Вот холодный белый луч солнца чуть скользнул по стене, и мне уже не лежится — весна! Шесть часов утра. На развод не идти — сегодня день отдыха, первый за истекший месяц: весной не дают обычных выходных раз в десять дней. Сейчас позавтракаем с Анечкой и айда гулять, у нас впереди целый счастливый день! К тому же до обеда я выступаю с докладом в нашем кружке — а это тоже радость: я готовился с чувством, что держу в руках шелковую нить.

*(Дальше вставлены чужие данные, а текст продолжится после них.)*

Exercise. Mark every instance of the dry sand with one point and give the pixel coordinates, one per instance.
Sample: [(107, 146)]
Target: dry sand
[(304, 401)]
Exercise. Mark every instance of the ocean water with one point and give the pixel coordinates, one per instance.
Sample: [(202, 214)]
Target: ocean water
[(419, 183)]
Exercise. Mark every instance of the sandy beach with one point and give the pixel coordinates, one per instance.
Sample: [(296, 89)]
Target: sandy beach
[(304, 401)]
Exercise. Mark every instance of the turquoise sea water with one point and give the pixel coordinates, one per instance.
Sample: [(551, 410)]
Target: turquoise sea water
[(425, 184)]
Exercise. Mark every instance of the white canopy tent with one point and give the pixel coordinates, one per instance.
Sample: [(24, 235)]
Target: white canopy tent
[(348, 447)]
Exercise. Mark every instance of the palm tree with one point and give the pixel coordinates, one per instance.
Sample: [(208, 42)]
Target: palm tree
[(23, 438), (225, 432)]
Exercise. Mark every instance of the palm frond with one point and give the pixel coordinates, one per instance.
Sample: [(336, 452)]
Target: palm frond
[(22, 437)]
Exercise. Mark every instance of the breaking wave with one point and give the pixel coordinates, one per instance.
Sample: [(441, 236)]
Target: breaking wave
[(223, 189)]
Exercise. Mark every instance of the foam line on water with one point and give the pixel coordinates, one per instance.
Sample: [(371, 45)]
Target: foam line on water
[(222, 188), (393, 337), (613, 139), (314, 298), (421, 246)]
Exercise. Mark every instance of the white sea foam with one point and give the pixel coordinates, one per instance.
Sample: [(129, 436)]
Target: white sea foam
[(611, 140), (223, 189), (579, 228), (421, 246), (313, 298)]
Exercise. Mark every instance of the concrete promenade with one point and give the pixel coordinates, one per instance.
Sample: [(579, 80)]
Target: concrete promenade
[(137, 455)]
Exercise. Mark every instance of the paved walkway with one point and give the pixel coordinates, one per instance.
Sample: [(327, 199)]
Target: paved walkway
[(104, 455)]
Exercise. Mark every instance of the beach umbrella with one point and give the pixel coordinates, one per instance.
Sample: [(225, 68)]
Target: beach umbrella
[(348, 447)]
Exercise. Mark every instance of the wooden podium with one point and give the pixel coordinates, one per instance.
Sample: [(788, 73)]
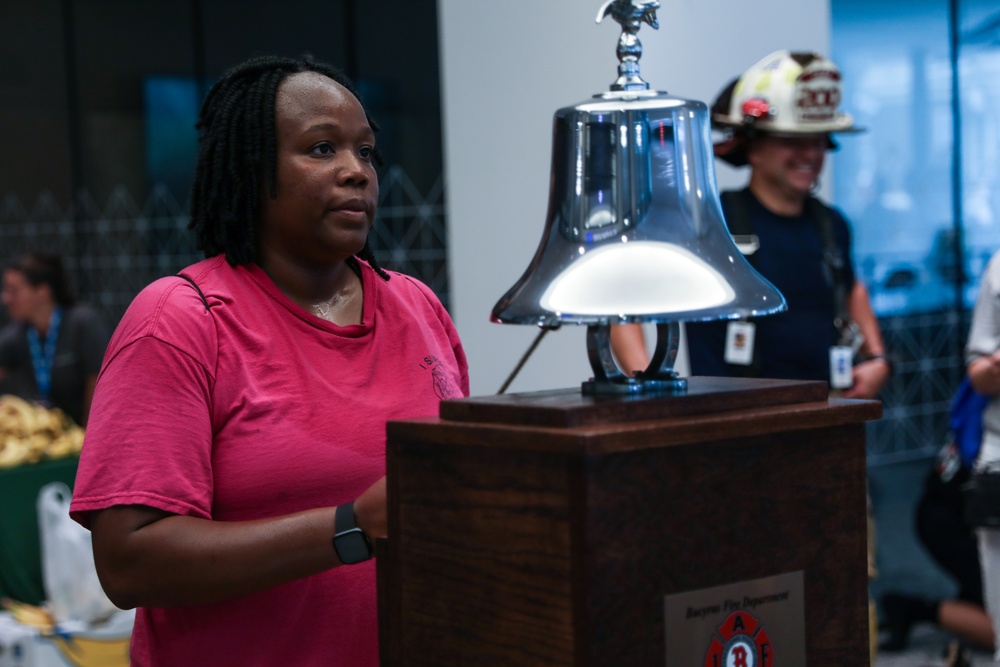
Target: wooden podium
[(549, 528)]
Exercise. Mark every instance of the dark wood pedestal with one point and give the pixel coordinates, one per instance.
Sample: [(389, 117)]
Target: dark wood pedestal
[(548, 528)]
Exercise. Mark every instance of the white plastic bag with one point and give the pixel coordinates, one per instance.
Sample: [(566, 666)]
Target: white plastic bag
[(68, 574)]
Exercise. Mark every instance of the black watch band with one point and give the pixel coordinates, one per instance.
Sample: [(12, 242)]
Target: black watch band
[(349, 541)]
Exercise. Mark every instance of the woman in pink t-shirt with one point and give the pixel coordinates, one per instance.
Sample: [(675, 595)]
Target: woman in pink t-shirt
[(233, 470)]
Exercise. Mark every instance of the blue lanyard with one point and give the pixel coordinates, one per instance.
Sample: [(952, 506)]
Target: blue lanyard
[(44, 360)]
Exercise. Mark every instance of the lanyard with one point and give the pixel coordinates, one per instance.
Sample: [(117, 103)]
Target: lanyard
[(43, 360)]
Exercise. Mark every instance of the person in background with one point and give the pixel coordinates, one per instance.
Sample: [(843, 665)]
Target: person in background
[(52, 350), (778, 118), (942, 531), (233, 471), (982, 354)]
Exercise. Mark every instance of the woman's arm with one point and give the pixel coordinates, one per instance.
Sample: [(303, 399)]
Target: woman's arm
[(628, 344), (149, 558), (871, 375)]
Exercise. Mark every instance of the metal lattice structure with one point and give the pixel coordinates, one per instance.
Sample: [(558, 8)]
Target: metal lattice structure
[(926, 349), (112, 251)]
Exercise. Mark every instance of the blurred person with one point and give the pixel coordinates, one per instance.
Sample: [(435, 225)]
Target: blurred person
[(778, 118), (982, 354), (233, 472), (941, 529), (52, 350)]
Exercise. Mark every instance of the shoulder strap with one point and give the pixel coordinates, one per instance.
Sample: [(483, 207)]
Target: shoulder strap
[(737, 210), (834, 262), (198, 289)]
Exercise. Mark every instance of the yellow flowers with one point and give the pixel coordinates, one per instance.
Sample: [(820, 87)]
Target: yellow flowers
[(31, 433)]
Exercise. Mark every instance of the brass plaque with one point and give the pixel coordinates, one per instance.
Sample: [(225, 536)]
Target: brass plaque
[(757, 623)]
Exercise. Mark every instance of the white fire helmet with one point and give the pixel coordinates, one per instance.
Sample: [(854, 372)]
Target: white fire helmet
[(785, 93)]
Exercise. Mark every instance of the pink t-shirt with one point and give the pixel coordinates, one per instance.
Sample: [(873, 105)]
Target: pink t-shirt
[(252, 409)]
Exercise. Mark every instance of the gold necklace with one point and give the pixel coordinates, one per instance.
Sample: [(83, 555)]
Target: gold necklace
[(322, 309)]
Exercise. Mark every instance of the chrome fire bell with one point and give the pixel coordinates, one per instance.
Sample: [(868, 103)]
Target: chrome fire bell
[(634, 230)]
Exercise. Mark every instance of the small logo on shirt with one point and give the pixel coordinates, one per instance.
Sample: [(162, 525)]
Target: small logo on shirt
[(439, 378)]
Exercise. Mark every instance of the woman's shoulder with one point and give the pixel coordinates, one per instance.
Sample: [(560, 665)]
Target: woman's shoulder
[(406, 287), (171, 308)]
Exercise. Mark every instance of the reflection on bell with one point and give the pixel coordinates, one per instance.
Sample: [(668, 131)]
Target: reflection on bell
[(634, 230)]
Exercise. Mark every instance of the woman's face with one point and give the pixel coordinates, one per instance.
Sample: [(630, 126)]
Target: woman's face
[(22, 299), (327, 189)]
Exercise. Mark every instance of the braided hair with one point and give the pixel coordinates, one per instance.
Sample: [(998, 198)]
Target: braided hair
[(237, 156)]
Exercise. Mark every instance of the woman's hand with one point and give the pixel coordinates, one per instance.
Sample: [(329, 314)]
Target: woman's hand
[(869, 376), (371, 512), (984, 374)]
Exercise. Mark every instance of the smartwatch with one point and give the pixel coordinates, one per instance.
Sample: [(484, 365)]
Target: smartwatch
[(349, 541)]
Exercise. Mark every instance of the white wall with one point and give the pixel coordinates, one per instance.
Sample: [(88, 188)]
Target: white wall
[(506, 67)]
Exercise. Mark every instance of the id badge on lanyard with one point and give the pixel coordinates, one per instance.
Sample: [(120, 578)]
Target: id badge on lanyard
[(842, 355), (739, 343)]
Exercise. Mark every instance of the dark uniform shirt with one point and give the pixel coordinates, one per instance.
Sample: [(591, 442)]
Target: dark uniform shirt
[(794, 344)]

У полочки с лекарствами выстраивается очередь больных. Буся остался работать в старом бараке, а потом освободился, теперь мне помогает тихий, тщедушный подросток Антип-ка. Он грамотный и выполняет все мои указания. Тяжелых больных и смертности нет, и мы оба хорошо справляемся с работой. В очереди за лекарствами одни старички, они явились, чтобы опрокинуть обязательную рюмочку перед завтраком.

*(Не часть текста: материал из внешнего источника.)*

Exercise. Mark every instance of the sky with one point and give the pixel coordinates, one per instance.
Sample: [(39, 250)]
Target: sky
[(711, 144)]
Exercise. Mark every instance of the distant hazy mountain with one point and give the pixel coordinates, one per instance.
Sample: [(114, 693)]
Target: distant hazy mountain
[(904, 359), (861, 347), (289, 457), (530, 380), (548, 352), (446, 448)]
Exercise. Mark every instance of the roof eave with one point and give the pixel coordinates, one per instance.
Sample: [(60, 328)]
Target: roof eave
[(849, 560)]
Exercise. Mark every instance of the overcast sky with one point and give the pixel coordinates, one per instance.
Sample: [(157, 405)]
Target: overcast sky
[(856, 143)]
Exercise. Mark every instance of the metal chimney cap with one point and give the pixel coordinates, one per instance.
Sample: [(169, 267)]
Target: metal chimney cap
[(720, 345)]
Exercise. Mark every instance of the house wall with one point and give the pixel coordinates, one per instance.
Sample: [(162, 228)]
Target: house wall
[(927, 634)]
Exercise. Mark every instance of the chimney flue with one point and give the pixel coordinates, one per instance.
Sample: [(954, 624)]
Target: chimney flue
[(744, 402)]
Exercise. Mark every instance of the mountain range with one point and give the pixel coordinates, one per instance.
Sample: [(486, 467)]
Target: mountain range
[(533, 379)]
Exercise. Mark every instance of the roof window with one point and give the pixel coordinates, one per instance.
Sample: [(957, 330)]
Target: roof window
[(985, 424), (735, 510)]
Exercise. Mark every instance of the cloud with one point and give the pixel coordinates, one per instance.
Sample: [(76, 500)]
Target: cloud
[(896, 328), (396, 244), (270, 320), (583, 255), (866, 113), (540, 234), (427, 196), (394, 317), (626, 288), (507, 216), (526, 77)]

— Сколько у тебя сроку, отрок? — степенно спрашивает бородатый больной: это священник, им в лагере оставляют бороды.

— Двадцать пять! — понурив голову, отвечает Антипка, ловко орудуя бутылями и бутылочками. Он твердо знает, какое лекарство «от головы», какое от «живота», какое «от груди».

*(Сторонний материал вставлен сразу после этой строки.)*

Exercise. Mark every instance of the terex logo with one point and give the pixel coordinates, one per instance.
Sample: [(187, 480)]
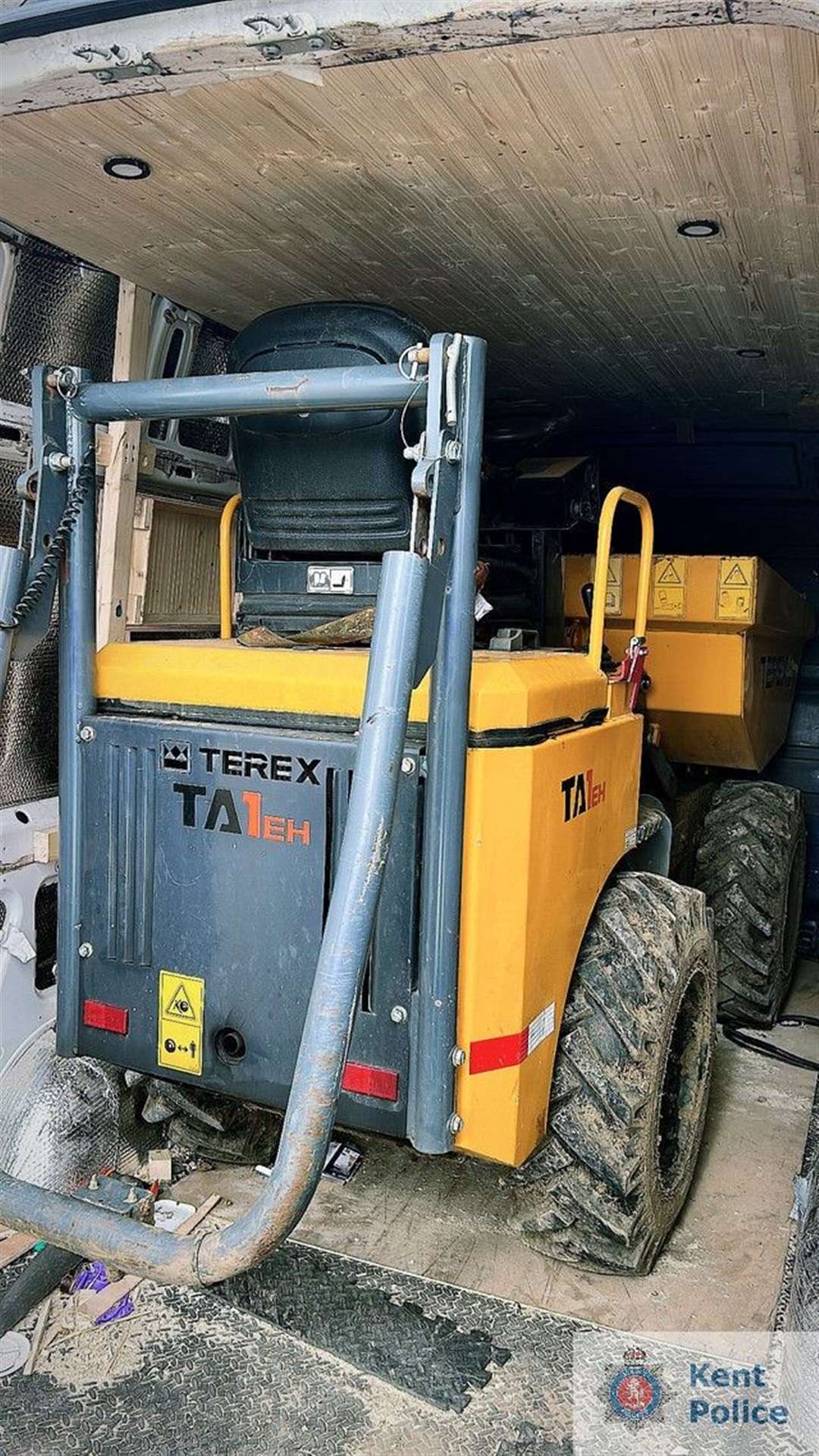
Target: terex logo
[(224, 816), (580, 792)]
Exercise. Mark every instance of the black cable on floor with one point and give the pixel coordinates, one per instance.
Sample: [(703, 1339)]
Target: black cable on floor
[(735, 1033)]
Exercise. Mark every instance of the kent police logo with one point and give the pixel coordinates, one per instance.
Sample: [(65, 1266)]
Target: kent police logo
[(632, 1392), (177, 756)]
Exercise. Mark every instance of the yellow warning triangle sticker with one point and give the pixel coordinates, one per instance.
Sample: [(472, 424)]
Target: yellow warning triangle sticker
[(736, 577), (670, 576), (180, 1005)]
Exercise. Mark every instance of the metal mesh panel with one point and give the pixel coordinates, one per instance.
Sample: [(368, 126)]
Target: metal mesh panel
[(210, 357), (58, 1117), (28, 727), (61, 312)]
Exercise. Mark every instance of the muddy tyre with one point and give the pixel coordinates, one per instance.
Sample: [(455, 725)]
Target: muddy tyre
[(751, 867), (630, 1084)]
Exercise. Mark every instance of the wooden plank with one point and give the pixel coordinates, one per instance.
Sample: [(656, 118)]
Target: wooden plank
[(38, 1334), (140, 558), (120, 490), (93, 1305)]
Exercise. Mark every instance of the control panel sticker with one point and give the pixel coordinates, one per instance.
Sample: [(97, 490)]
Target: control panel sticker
[(614, 584), (668, 595), (181, 1022), (736, 588)]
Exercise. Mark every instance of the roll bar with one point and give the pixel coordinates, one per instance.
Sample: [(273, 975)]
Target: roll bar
[(611, 503)]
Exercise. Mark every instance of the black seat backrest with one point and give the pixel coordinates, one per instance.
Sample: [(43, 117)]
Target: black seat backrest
[(328, 485)]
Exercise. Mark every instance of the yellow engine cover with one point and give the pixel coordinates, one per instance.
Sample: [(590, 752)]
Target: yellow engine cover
[(725, 638), (551, 807)]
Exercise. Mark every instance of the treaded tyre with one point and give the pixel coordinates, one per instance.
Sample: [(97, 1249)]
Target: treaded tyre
[(630, 1084), (751, 868)]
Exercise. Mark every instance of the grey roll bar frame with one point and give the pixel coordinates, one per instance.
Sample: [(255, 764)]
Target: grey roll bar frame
[(392, 670)]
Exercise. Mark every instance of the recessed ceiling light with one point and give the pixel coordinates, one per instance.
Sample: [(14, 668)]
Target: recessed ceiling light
[(127, 169), (698, 228)]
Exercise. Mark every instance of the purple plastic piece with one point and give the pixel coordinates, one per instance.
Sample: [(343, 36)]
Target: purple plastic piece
[(95, 1277)]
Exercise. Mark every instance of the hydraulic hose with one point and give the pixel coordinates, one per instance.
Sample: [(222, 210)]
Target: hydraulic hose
[(316, 1081)]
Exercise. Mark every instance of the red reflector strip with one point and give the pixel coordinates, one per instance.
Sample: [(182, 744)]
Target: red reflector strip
[(371, 1081), (105, 1017), (510, 1052)]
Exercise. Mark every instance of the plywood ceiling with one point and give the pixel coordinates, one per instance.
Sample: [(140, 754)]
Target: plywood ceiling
[(529, 194)]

— Четверть века! Плохо же ты начал жизнь, милый человек, очень плохо! И за что тебя похоронили?

Антипка мнется. Отвечает нехотя и чуть слышно:

— За убийство.

Священник всплескивает руками. Потом широко крестится. Вид у него скорбный.

— За убийство! И такой молодой! Ах, боже мой, боже мой! Какое нынче время! Понимаешь ли ты, отроче, что душеубийство — грех превеликий, и бог его не прощает? Не понимаешь, конечно! Кого ж ты убил?

— Районного оперуполномоченного, — покраснев, шепчет Антипка. — Я из семиреченских казаков.

Священник успокоенно вздыхает. Бодро крестится. Теперь его лицо излучает свет.

— Гм… Уполномоченного? Ну, сей грех не велик, бог его тебе простит, отрок! — басит он и расправляет усы.

Больные смеются, пьют, крякают и благодарят.

— Вот спасибо, доктор! Спасибочки! Поддержали с утра!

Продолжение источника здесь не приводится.